Araştırma kapsamında yer alan konu başlıkları, katılımcılara yöneltilen soruların konularını da kapsamaktadır. Bu eksende çalışmada niteliksel bir yöntem kullanılarak derinlemesine görüşme uygulanmıştır.

Sosyal bilimler içerisinde nitel araştırma yöntemleri, belli bir konu ile ilgili araştırma yaparken o konunun “ne kadar” ya da “ne kadar iyi” olduğunu öğrenmekten çok daha geniş bir bakış açısı geliştirebilmek ile ilgilidir. Bu noktada nitel sözcüğü belli ortak özelliklerin paylaşılması ile ortaya çıkan yaklaşımları vurgulamaktadır. Nitel araştırmalar insan davranışlarının temel nedenlerini ve motivasyonlarını anlama amacıyla derinlemesine yapılan gözlem ve görüşmelerden hareket ederek, tümevarım yöntemiyle gerçeklere ulaşma amacındadır (Büyüköztürk, Kılıç Çakmak, Akgün, Karadeniz, Demirel, 2018; Arıkan, 2017). Morris’e göre, (2015: 3) derinlemesine görüşme gerçekleştirilirken karşılıklı bir konu üzerine tartışan iki kişinin varlığı ve ideal olarak tartışmanın rahat, açık ve dürüst olması gerekmektedir. Johnson, (2002: 106) derinlemesine görüşme yönteminde bilgi veren kişinin bir öğretmen, araştırma yapan araştırmacının ise öğrenci konumunda olduğunu ifade etmiştir. Herhangi bir konuya dair araştırma yapan kişi bilgileri edinmek için ön hazırlık içerisinde olmak zorundadır. Detaylı cevapların alınmasına imkân veren derinlemesine görüşme tekniği, karşıdaki kişinin bilgi, tecrübe ve duygularını farklı açılardan değerlendirme fırsatı da sunmaktadır (Gubrium & Holstein, 2001: 20).

Derinlemesine görüşme yönteminde iki temel bileşen bulunmaktadır. Bu bileşenlerden biri araştırmayı yapan kişi, diğer bileşen işe deneyim ve bilgilerine başvurulan kişidir.

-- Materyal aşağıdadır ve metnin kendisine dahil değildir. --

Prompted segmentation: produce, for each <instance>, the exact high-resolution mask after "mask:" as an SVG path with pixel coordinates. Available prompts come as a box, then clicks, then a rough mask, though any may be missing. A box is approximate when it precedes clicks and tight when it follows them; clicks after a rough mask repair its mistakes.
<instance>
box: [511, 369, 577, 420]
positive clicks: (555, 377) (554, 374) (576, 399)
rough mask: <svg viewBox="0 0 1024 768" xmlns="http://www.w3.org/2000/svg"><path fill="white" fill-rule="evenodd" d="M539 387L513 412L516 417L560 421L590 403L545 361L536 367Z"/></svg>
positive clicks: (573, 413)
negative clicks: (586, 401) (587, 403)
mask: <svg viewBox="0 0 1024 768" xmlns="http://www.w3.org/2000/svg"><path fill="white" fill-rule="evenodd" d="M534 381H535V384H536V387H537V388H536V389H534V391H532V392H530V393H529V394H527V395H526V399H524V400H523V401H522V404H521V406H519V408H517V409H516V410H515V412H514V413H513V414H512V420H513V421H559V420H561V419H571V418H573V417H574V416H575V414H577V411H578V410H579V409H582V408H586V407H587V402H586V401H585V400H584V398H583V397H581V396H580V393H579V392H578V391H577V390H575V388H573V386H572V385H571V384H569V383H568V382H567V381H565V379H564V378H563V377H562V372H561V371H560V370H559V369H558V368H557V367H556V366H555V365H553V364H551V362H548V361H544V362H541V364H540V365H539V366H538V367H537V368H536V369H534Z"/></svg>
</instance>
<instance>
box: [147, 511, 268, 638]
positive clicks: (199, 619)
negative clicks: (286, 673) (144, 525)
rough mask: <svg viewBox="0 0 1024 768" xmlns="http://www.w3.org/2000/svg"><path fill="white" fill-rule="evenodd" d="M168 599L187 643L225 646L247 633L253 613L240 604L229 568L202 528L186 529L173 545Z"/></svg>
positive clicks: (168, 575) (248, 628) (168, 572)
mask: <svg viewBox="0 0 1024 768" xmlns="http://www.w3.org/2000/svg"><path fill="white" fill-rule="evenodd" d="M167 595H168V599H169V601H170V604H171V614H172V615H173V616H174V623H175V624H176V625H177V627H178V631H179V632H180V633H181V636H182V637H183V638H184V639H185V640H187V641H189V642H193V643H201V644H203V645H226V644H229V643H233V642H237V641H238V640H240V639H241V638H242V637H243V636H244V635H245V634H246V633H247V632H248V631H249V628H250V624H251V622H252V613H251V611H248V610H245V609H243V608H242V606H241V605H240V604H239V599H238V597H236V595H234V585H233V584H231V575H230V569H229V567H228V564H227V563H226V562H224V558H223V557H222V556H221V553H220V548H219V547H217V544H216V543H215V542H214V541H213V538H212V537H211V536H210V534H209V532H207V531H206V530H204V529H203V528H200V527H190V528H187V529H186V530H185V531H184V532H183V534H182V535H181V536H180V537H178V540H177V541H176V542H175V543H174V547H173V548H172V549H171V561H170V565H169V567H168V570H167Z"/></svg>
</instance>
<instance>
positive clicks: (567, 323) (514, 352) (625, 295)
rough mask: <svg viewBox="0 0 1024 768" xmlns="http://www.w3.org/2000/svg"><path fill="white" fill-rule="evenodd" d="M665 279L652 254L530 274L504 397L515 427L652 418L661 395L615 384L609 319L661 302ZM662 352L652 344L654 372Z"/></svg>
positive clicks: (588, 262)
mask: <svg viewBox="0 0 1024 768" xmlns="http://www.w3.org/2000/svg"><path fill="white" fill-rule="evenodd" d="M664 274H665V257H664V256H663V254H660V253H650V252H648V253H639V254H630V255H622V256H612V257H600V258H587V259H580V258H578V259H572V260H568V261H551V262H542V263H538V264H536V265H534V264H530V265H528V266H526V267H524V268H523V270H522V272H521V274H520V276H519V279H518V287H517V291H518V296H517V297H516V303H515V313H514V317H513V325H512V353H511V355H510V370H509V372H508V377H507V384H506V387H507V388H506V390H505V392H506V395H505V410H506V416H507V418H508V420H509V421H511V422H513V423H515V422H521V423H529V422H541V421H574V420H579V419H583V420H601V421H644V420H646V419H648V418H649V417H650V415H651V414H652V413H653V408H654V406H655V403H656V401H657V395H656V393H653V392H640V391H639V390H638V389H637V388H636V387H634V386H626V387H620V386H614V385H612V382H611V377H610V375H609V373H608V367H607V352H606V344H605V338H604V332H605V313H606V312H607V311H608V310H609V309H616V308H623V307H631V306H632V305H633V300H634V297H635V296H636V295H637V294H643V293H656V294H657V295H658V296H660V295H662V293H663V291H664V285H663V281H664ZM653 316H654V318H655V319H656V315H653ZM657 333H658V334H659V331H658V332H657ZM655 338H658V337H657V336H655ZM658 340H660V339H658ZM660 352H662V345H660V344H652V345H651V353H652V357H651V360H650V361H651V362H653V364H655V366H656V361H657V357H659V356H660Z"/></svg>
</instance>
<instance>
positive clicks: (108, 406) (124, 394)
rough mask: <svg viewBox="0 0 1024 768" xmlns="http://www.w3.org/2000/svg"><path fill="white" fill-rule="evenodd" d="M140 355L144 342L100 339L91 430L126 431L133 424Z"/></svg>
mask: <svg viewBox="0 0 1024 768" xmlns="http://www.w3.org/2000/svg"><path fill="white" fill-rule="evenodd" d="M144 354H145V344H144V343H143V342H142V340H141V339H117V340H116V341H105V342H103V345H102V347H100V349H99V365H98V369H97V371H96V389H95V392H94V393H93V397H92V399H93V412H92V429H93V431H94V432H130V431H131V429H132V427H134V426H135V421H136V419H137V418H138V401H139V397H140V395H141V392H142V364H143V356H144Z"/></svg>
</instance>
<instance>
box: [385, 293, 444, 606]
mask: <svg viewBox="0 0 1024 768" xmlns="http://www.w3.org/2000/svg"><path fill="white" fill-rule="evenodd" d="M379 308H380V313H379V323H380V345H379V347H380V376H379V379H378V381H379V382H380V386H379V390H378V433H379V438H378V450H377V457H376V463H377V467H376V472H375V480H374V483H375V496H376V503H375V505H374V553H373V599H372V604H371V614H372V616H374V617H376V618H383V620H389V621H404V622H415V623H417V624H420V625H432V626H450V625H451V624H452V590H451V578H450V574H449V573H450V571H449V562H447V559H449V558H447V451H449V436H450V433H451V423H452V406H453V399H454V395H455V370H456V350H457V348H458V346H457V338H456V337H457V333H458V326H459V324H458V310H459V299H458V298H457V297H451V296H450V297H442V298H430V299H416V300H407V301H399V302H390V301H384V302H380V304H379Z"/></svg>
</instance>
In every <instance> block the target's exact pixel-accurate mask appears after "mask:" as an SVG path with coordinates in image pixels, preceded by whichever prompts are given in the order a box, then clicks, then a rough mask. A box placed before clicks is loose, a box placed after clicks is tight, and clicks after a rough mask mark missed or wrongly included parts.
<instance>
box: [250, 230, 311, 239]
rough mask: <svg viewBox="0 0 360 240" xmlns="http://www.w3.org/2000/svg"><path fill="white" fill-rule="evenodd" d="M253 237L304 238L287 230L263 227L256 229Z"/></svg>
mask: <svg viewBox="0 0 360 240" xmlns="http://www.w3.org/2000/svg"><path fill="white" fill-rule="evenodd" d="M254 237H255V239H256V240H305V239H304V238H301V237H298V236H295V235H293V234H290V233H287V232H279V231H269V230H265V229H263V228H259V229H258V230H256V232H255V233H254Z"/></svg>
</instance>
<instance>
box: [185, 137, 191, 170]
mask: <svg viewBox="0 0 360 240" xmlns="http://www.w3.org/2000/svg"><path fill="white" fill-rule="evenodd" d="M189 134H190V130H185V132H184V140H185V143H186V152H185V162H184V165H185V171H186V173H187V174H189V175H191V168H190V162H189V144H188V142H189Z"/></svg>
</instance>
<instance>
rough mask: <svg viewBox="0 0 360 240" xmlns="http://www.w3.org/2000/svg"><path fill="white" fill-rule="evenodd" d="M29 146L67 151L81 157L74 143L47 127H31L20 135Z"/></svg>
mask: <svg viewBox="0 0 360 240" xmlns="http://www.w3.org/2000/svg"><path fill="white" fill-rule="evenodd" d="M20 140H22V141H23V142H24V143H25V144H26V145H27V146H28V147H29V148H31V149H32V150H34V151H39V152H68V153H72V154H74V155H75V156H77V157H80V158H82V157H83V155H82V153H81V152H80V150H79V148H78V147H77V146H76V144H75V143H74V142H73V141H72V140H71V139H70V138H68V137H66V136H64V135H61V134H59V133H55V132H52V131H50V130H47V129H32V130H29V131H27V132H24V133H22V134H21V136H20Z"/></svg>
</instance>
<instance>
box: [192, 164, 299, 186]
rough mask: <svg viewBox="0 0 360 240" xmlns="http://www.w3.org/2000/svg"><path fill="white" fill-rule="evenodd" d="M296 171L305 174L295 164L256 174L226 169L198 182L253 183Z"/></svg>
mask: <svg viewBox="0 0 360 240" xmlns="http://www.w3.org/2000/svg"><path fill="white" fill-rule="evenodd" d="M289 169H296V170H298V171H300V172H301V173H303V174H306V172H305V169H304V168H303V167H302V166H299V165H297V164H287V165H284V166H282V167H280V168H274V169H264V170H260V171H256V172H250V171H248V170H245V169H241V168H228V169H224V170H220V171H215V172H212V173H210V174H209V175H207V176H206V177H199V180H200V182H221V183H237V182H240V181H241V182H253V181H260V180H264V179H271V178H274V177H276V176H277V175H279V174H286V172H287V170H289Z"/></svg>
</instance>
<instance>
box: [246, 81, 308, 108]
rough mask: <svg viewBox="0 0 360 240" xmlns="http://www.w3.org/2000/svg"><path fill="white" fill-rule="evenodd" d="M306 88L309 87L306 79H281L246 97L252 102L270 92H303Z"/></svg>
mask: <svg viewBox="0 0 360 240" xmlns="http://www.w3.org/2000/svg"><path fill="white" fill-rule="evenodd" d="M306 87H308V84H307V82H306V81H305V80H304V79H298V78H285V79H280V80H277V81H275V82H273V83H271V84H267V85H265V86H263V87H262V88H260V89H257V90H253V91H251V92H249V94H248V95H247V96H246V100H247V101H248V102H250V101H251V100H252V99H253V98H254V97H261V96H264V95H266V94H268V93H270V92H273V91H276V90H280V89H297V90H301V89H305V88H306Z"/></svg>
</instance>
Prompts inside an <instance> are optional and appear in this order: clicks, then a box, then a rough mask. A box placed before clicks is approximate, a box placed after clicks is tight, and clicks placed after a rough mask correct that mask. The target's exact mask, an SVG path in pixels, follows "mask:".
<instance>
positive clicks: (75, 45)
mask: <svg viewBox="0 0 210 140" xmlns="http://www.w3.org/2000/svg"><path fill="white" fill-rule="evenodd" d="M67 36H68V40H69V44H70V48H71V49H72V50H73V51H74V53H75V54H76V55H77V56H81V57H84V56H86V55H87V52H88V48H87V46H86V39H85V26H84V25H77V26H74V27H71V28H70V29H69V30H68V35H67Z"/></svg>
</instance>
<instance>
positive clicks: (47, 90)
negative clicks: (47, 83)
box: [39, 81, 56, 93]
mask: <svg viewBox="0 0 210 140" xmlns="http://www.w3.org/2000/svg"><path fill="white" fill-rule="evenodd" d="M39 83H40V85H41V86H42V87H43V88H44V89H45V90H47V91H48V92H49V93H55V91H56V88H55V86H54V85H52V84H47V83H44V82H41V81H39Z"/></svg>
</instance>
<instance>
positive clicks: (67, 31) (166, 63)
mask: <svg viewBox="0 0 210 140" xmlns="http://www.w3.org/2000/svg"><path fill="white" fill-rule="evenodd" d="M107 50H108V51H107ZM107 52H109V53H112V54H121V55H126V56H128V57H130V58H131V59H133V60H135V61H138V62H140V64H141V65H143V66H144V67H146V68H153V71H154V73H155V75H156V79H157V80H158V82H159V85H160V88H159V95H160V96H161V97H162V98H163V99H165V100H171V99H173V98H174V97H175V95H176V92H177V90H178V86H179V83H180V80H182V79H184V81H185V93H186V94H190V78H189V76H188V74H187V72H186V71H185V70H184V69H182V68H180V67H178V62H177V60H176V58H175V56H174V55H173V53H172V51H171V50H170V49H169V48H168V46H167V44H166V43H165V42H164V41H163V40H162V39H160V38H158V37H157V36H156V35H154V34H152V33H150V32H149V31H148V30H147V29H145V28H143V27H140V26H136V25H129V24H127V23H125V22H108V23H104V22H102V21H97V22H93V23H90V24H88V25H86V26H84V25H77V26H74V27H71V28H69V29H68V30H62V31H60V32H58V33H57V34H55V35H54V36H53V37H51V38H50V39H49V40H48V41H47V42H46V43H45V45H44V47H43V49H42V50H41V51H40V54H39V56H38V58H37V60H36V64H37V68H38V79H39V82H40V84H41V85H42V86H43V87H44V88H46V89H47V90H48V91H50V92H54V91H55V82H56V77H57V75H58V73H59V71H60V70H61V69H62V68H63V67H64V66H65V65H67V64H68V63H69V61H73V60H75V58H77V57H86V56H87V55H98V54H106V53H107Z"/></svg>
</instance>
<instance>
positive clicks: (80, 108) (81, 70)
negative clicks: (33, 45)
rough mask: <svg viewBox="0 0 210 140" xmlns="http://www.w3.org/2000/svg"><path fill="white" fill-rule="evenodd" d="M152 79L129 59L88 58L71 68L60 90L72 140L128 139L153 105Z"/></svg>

Görüşmeye katılan her iki taraf da birbirlerini etkilemekte ve yönlendirmektedir. Bu etkileşim ve araştırma sonucunda araştırmacının ortaya koymuş olduğu yargıların bilimsel rapor olarak değerlendirilmesi her iki tarafında ortak çabalarının, bilgi ve anlam inşa etmesi sonucunu oluşturmaktadır. Johnson’a göre (2002: 105) derinlemesine görüşme,

“Görüşme yapılan kişinin gerçek hayatta yaşadığı, aktivite, olay ve mekânları bütün yönleriyle aktarması” şeklinde tanımlanmaktadır. Derinlemesine görüşmede esnek, zengin

(15)

4

ve olabildiğince detaylı bir bilgi toplana yöntemi kullanılmakta, başka şekilde elde edilmesi mümkün olmayan verilere ulaşılması söz konusu olmaktadır. Bu doğrultuda görüşmeler sonucunda elde edilmiş nitel araştırma verileri, çalışma kapsamında oluşturulan

“Bulgular ve Değerlendirme” bölümünde katılımcıların görüş ve önerilerine dayandırılarak kullanılmıştır.

Çalışma kapsamında seçilen aile şirketlerinin tamamı Ankara merkezli olarak sınırlandırılmış, çalışmanın araştırma evreni yalnızca Ankara ili olarak belirlenmiştir.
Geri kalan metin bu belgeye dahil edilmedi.